# Supercharged Audi S6 avant. V8 4.2.



## kingofnyc22 (Nov 17, 2005)

Droped my car off at PES to get the supercharger done. My car was/is a test car for fitment and tuning. After 5 weeks of taking MTA to work i finaly have her back. Intercooled setup with water to air system, runing 5-6 lb. of boost. Producing around 465hp and 430lb of torque ( do not have dyno numbers yet. numbers are estmated/tested). All i can say is WOW. Car drives and feels great. Transmission shifts good. I will have pictures and videos soon ( its dark outside ).


----------



## Snowhere (Jul 27, 2007)

*Re: Supercharged Audi S6 avant. V8 4.2. (kingofnyc22)*

That is enough power to get you in trouble!

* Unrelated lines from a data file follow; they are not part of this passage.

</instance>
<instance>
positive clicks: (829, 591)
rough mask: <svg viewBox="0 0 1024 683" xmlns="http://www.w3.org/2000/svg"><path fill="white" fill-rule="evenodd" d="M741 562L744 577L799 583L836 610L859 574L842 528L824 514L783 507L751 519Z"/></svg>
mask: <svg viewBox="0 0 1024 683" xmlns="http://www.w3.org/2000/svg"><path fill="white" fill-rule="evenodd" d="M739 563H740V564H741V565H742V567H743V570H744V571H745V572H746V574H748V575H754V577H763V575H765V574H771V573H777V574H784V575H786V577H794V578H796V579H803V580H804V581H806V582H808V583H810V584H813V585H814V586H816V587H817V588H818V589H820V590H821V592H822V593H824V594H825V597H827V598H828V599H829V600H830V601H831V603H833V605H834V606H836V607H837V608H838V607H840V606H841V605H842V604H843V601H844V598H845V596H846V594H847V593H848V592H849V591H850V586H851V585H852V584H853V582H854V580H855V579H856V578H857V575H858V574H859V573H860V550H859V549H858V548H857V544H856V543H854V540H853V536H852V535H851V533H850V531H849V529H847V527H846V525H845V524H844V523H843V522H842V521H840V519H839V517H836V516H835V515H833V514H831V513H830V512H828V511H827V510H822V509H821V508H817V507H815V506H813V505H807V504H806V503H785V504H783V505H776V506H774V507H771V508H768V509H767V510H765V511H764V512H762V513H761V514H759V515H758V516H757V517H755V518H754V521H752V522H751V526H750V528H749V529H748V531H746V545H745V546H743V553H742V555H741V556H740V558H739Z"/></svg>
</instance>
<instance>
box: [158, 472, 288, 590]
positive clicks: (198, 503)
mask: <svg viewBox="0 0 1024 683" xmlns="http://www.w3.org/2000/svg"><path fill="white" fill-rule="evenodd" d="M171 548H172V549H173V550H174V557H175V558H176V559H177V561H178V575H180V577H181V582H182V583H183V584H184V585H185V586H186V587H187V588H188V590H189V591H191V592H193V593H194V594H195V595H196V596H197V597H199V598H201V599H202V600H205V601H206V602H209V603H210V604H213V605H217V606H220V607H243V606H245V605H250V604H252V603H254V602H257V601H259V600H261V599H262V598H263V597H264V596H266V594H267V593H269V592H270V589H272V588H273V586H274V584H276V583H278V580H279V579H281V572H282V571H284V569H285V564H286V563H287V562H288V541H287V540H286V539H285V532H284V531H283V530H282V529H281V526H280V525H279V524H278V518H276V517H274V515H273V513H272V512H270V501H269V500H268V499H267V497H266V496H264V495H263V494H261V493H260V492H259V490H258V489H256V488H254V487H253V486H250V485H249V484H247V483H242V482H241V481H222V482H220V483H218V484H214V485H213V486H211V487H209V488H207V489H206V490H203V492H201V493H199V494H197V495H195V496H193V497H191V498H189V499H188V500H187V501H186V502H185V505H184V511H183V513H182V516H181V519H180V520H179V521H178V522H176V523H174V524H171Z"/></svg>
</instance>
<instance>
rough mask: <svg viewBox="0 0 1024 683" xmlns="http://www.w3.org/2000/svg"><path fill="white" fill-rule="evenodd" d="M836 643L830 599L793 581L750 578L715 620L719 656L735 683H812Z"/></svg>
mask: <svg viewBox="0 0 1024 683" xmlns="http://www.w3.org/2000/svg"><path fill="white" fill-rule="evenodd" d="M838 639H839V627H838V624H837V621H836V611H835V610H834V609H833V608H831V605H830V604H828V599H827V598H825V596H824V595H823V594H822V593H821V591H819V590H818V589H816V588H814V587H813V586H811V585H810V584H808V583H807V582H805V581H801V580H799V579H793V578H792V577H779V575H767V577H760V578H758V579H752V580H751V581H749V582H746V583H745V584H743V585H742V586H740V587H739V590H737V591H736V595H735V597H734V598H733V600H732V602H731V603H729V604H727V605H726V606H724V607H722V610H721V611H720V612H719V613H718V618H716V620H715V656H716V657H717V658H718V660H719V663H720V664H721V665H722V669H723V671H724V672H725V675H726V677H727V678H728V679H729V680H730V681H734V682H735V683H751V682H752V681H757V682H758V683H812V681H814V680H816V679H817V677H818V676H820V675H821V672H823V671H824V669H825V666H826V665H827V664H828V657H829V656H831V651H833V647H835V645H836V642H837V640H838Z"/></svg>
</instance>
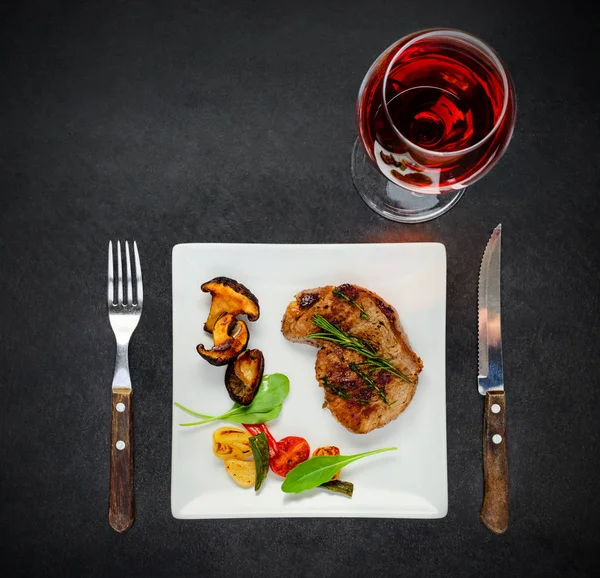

Did you do anything to strengthen the tranny? I was going to say you need to take it to the track and stomp some butt! But I do not think the tip could survive such thrashings.
Bow to the King!


----------



## Massboykie (Aug 15, 2006)

*Re: Supercharged Audi S6 avant. V8 4.2. (kingofnyc22)*

Damn!
That is definitely sweet. The install looks really great. Totally stock looking.
How much did that all run you, if I may ask?
Cheers
Massboykie


----------



## Zimmerdz9n (May 14, 2008)

*Re: Supercharged Audi S6 avant. V8 4.2. (kingofnyc22)*

Wow. Looks great. I'd definitely be interested in that package for my '02 S6


----------



## kingofnyc22 (Nov 17, 2005)

*Re: Supercharged Audi S6 avant. V8 4.2. (Zimmerdz9n)*

http://www.youtube.com/watch?v=QOMElUhg0q8
lil video i made before my camera died.


----------



## 18turbo13 (Jul 16, 2002)

*Re: Supercharged Audi S6 avant. V8 4.2. (kingofnyc22)*








WOW, that is all i have to say. that would be a dream.


----------



## 910_Industries (Jul 14, 2005)

what happened to the RS6 front bumper you picked up.. still planning on throwing it on this season?


----------



## 2008cc (Apr 16, 2001)

*Re: (910_Industries)*

very nice. more info on the swap would be great.


----------



## kingofnyc22 (Nov 17, 2005)

*Re: (910_Industries)*


_Quote, originally posted by *910_Industries* »_what happened to the RS6 front bumper you picked up.. still planning on throwing it on this season?

Planing on installing it. Also geting the rs6 skirts. Dont have enough time to do everything.


----------



## Jettin2pointSlow (Mar 5, 2002)

*Re: (kingofnyc22)*

Wow, when are they gona start selling these kits?


----------



## kingofnyc22 (Nov 17, 2005)

*Re: (Jettin2pointSlow)*


_Quote, originally posted by *Jettin2pointSlow* »_Wow, when are they gona start selling these kits?
 Soon. Very Soon. They are working out the last stages of tuning and they will be ready to go.


----------



## Jettin2pointSlow (Mar 5, 2002)

*Re: (kingofnyc22)*


_Quote, originally posted by *kingofnyc22* »_ Soon. Very Soon. They are working out the last stages of tuning and they will be ready to go.

Any idea on what its going to cost?


----------



## MikkiJayne (Jan 1, 2007)

*FV-QR*

I want one!


----------



## kingofnyc22 (Nov 17, 2005)

*Re: (Jettin2pointSlow)*


_Quote, originally posted by *Jettin2pointSlow* »_
Any idea on what its going to cost?

Check pes-tuning.com they have new site with latest information,


----------



## CALL AAA (Dec 31, 2004)

I may have said this in an AZ thread, but DAAAYYYYUUMM! 
(and be careful.)


----------



## kingofnyc22 (Nov 17, 2005)

*Re: (CALL AAA)*


_Quote, originally posted by *CALL AAA* »_I may have said this in an AZ thread, but DAAAYYYYUUMM! 
(and be careful.) 

Thanks. Still working on a few more mods.
Coming soon.


----------



## ur faster (Jul 21, 2005)

*Re: (kingofnyc22)*

i can only imagine what it feels like!


----------